When I was younger I genuinely loved the game of baseball, especially Toronto Blue Jays baseball. All winter I would pine for the start of spring training and opening day was often one of the best days of my year. The Jesse Barfield, Lloyd Moseby, George Bell outfield will always have a special place in my heart. Almost every Saturday for $2 as a Junior Jay I'd be in the outfield grandstand at Exhibition Stadium cheering on my team.
However as I aged, my interest in baseball began to fade. It's not that the team let me down, in fact they won two World Series as I was drifting away. Rather I was the one changing, seduced by the internet into an accelerated lifestyle that had little patience for a pastime like baseball that felt more dragged out and boring every time I tried to re-engage.
Since those two championships the Jays in general have lost the love and passion that this city once gave them, which is not to say they don't have a loyal fan base, but rather it cannot offer the size and momentum that inter-division rivals in New York and Boston can produce. While it's easy to focus on money and payroll as the secret to a team's success, the true source are the fans.

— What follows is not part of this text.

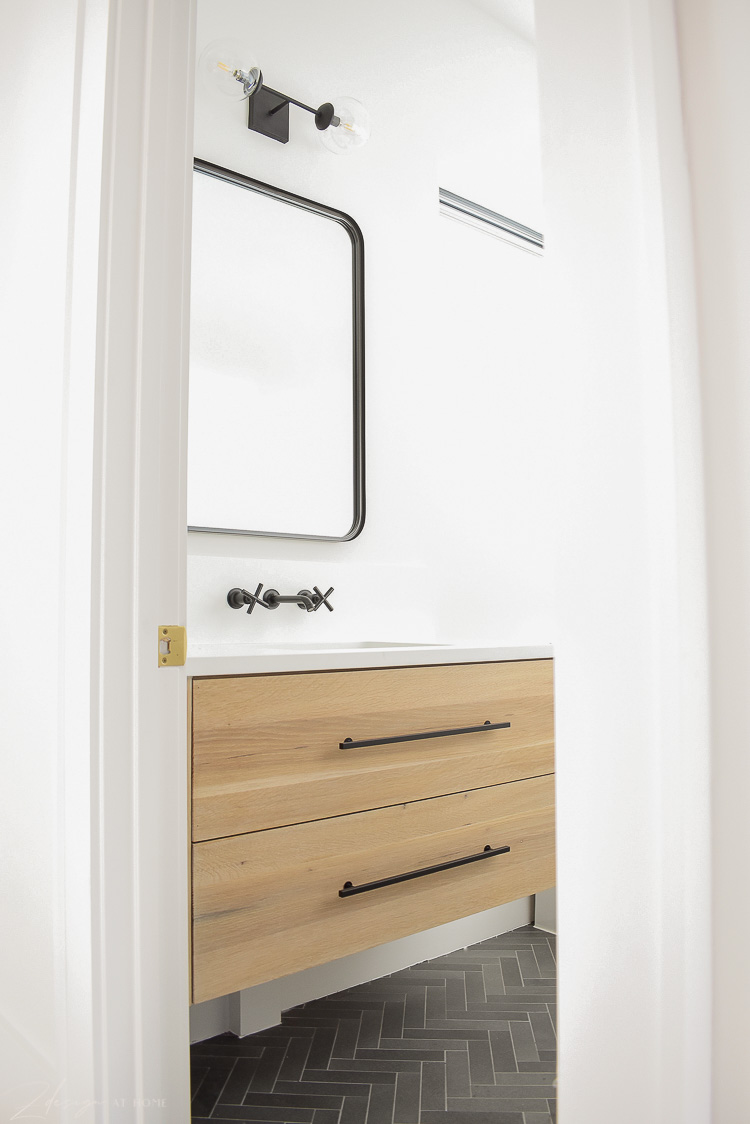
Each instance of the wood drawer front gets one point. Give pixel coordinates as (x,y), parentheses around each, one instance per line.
(265,748)
(267,904)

Recently a newspaper columnist from Chicago wrote that baseball in Toronto is dead, a remark made partly out of spite, but also after covering the White Sox play a series against the Jays, a series played to a handful of fans in a largely empty Rogers Centre. While some rushed to Toronto's defense, there's clearly something wrong when the stadium is as empty as it has been for the past few years.
Blue Jays (and Rogers) management counter with the argument that the team has to play well to earn the support of fans, however the players also require the support of fans in order to be motivated to play well. It strikes me that perhaps the solution is not just spending money but also spending social capital? For example let's look to the internet for a business model the team could learn from.

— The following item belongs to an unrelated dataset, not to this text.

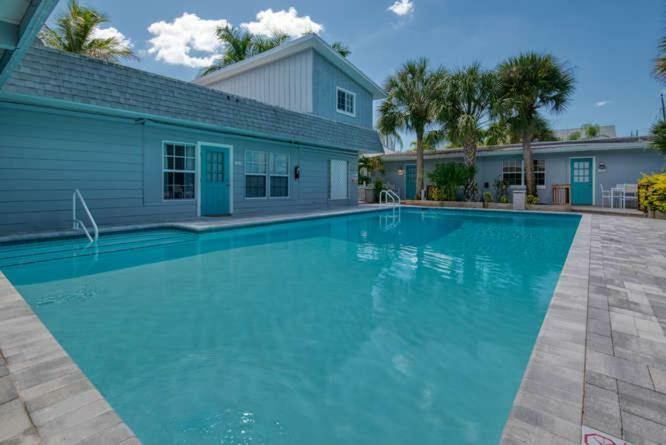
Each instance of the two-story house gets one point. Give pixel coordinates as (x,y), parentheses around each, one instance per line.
(277,133)
(304,75)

What if the Blue Jays were to adopt a freemium model? For the rest of the season, make all seats on the 500 level free, for all games. First come, first serve. Then allow all other seats to be sold on an auction basis, allowing seat holders to resell their seats if they become more valuable than when they were first bought.
If you can't fill the stadium for each game using that system, then yes, Baseball is dead in Toronto.
However I think that by making the games fun again, by making them a place people want to go, that they can go, it would give the players motivation to perform and excel.
The problem with baseball, is a similar problem that businesses face across industries. Whether they want to admit it or not they are competing with the internet, someway, somehow.
For me it was an issue of attention, that in this case can only be solved culturally, with economics coming second. By adding a freemium model to baseball, you could culturally change the vibe in the stadium, and therefore increase the appeal and value of the overall experience. You adopt and appropriate a little bit of the internet to upgrade an old pastime to something that preseves the game while expanding the potential audience/market.